The learned Counsel urged that he had not been able to get a direct ruling of any High Court but it was established that this doctrine of mutuality was applicable in India and had been accepted in some cases. He relied on the cases of Zeebunnissa Begum v. Mrs. H.B. Danagher, AIR 1936 Mad 564 and Jatadhari Prasad v. Kishun Lal AIR 1950 Pat 535.

7. The rule of the English Law on the point is that a contract can be specifically enforced only if, as a general rule, there is mutuality between the parties thereto. In other words, it should be such as it might have been enforced by either of the parties against the other at the time it came into existence but there are exceptions to this rule, one of which is that where the contract is conditional, the mutuality must be at the time when the condition is fulfilled. In my view, this is a sound rule grounded in common sense and natural justice and should be accepted as such.

8. In this particular case, however, as a matter of fact, the contract was conditional, the condition being that the plaintiff must take kobalas from four persons, namely, Latifan, Bashir Sharfuddin and the Ranchi Municipality and thereafter he was to be entitled to take a sale-deed from the defendants. Therefore, the proper time for the existence of the mutuality was the time when the condition was fulfiled, namely, the 22nd February, 1947, when the 4th kobala was taken from the Ranchi Municipality by the plaintiff. There was no question that in that date there was mutuality between the parties because each party could then have claimed performance of the contract against the other. I do not, therefore, find any substance in the argument of the learned counsel for the appellants in this connection.

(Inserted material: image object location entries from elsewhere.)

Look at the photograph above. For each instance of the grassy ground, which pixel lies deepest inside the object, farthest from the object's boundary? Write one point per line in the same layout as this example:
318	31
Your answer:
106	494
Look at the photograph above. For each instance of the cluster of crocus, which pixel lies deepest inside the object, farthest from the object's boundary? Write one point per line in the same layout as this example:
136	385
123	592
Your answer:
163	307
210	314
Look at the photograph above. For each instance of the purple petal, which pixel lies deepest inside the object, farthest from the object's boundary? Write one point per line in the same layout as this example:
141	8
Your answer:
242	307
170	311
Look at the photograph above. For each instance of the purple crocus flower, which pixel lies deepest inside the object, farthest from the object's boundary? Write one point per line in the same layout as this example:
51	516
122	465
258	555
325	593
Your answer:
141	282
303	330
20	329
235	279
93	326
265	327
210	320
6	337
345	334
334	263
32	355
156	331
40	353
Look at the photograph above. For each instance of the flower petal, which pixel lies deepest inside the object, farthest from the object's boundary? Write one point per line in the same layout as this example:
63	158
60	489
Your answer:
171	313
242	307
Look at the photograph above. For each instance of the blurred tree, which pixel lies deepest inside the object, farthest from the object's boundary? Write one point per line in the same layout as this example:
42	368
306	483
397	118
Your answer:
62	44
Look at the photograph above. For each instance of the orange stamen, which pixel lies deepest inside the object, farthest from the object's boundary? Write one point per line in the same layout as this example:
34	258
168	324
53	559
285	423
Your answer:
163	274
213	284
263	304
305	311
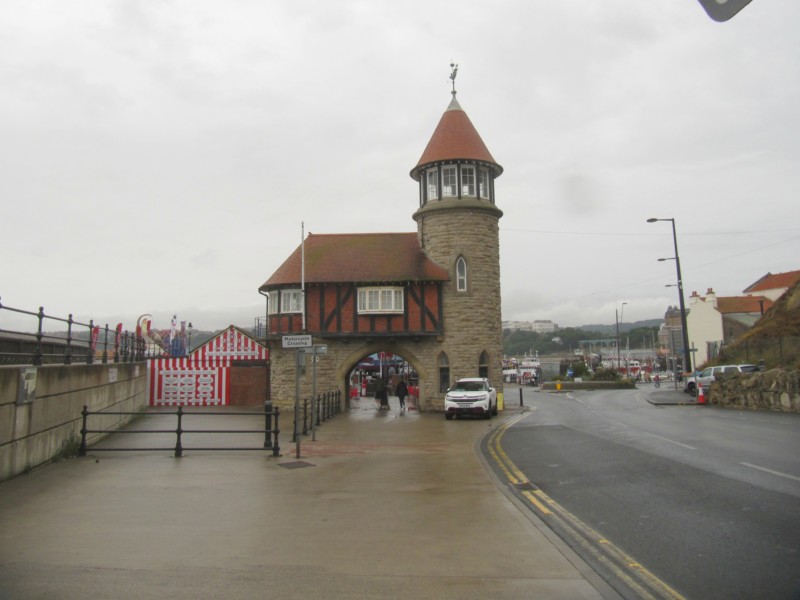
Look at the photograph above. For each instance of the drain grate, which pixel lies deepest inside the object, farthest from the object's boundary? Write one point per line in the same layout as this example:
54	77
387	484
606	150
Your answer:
298	464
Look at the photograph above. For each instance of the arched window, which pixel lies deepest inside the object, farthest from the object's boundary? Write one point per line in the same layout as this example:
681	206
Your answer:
444	373
483	365
461	274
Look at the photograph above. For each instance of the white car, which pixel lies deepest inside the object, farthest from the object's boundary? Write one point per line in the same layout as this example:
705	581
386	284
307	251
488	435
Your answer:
709	374
471	396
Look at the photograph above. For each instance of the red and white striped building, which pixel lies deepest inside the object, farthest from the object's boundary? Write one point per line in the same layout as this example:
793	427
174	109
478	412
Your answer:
209	374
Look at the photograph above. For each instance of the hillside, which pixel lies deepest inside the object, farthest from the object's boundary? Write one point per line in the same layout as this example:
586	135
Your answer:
775	338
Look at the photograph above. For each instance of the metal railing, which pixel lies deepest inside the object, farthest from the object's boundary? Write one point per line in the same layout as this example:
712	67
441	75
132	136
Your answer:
82	342
328	405
270	431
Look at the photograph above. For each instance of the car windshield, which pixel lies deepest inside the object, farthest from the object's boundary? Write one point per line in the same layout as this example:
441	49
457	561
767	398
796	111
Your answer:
469	386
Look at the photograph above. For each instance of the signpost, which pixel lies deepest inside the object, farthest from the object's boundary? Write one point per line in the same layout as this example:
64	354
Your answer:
303	345
315	350
722	10
296	341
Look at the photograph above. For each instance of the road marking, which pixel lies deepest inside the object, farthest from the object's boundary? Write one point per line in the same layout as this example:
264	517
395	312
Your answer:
670	441
638	578
778	473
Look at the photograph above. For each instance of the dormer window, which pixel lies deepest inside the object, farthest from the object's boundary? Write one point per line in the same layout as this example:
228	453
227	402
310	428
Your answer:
291	301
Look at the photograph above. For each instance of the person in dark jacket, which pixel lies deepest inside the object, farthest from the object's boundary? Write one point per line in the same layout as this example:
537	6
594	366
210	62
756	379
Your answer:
381	393
402	392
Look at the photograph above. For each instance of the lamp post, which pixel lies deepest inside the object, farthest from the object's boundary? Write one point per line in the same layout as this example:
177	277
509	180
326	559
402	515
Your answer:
616	314
687	355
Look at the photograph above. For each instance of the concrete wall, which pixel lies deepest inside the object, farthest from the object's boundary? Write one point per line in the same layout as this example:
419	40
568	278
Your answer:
40	408
776	389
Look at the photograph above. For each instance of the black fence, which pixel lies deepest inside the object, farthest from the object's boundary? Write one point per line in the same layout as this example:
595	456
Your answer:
327	406
80	343
270	431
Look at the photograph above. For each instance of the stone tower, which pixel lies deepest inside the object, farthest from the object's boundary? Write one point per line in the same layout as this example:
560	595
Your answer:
457	226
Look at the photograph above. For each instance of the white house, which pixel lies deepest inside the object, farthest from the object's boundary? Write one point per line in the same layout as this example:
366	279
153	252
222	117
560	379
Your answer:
715	320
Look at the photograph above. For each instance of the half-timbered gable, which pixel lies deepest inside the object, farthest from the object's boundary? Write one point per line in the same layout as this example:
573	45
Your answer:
371	285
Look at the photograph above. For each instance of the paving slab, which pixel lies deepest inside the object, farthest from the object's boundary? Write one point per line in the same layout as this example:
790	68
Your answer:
384	504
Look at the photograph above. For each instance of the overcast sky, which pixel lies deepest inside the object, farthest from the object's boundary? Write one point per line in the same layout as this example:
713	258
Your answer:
160	157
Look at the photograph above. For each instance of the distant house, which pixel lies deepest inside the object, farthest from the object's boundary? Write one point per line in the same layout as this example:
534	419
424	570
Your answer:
716	320
773	286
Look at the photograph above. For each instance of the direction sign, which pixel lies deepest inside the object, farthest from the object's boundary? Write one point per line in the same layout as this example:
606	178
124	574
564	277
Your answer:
296	341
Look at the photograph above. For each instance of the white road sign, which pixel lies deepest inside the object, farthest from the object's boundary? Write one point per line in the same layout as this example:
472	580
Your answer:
296	341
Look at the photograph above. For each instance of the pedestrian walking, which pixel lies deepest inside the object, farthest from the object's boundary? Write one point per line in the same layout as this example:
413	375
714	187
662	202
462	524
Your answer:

9. He also urged that it would be very hard if the contract were to be enforced now because the plaintiff had made considerable delay in taking the kobala from the Ranchi Municipality, during which period, i.e. from 1941 to 1947, the prices of the immovable property had gone very high and if the defendants were compelled now to sell the house to the plaintiff, they would suffer a great loss for no fault of theirs.

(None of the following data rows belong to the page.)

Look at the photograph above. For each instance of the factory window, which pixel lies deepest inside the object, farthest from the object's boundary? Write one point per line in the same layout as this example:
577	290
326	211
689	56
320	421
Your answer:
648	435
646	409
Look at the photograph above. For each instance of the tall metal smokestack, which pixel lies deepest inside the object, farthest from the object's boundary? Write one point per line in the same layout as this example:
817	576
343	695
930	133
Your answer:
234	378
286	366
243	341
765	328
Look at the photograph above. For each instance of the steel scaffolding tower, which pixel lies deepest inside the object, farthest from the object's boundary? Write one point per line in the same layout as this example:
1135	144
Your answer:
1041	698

Sir Sultan Ahmad, however, for the respondents relied on the case of Somkaralinga Nadar v. P.T. S. Ratnaswami Nadar reported in AIR 1952 Mad 389 and upon the finding of the court below that in this case the delay in taking the sale deed from the Ranchi Municipality was not due to the negligence on the part of the plaintiff but, in fact, the delay was due to the Municipality itself.

I think that Sir Sultan Ahmad is correct in this contention. Mere delay will not excuse the performance of specific contract unless there were circumstances to show that the plaintiff claiming specific performance was responsible for it or had abandoned his right or on account of the delay there had been such a change of circumstances as would prejudice the defendants. I do not think in the present case there had been such a change of circumstances which can reasonably lead to any of these results against the defendants.

The question of hardship on account of the subsequent rise in price is not material because this position must be judged as on the date of the transaction. The subsequent rise in priced was not taken in the above Madras case to be a relevant ground for refusing the plaintiffs prayer for specific performance of contract of sale. I think this view is correct. I see no reason to interfere. The appeal is dismissed with costs.